In an interview with The Daily Telegraph, Louise Adkins says she and her husband never considered ending the pregnancy when Down’s syndrome was diagnosed.
She says “I looked at my [other] two sons and asked myself, what would I feel if one of them had a terrible accident and lost some of their potential?
“I wouldn’t accept them any less, love them any less. My husband was very positive, which helped.”
The Adkins describe how their youngest son Ben has been able to attend mainstream school part-time and is accepted by his peers despite his Down’s syndrome.
The family has received support from the Down’s Syndrome Association, who put them in touch with other families with Down’s syndrome children.
Louise says that while activities like going to the cinema or holidaying with Ben are difficult, these are “minor issues”.
She says they are “worth it because we have Ben, and we have experienced so many wonderful things thanks to him”.
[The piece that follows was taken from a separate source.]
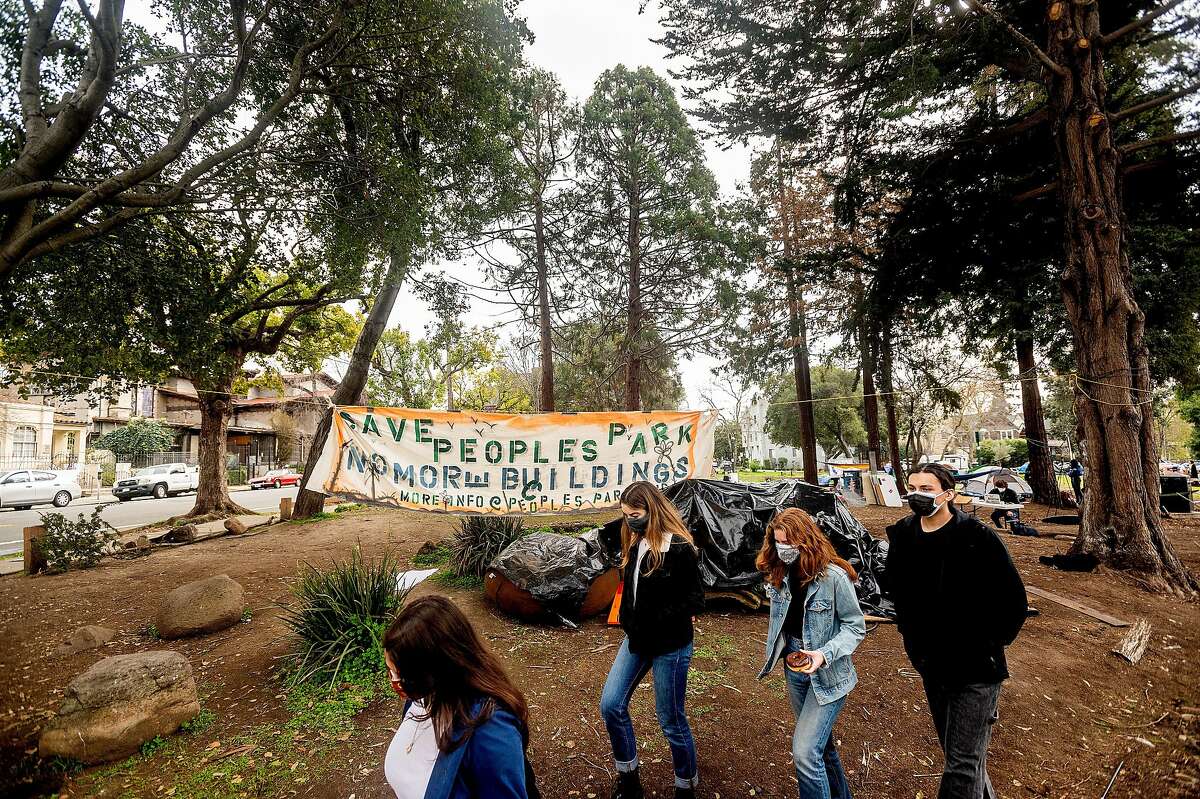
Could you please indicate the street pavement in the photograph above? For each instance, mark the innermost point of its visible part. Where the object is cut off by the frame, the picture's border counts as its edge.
(132, 514)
The interview follows news that Down’s syndrome births are up 15 per cent despite the availability of tests to detect the condition.
Experts were surprised by the findings, having expected the number of parents opting to keep a Down’s syndrome baby to fall with the availability of testing. In Britain it is legal to abort a Down’s syndrome baby right up until birth.
In a survey of parents with Down’s syndrome children, a third put their decision to keep their child down to pro-life or religious beliefs.
Another third said it was because life is much better for people with the condition now.
Mrs Adkins says that although she worried about how the family would cope, the “expectations I had were definitely much worse than the reality.”
“Down’s syndrome is not what people plan and it is certainly not what anybody expects,” she says, “but I can say, hand on my heart, that it is absolutely not the end of the world.”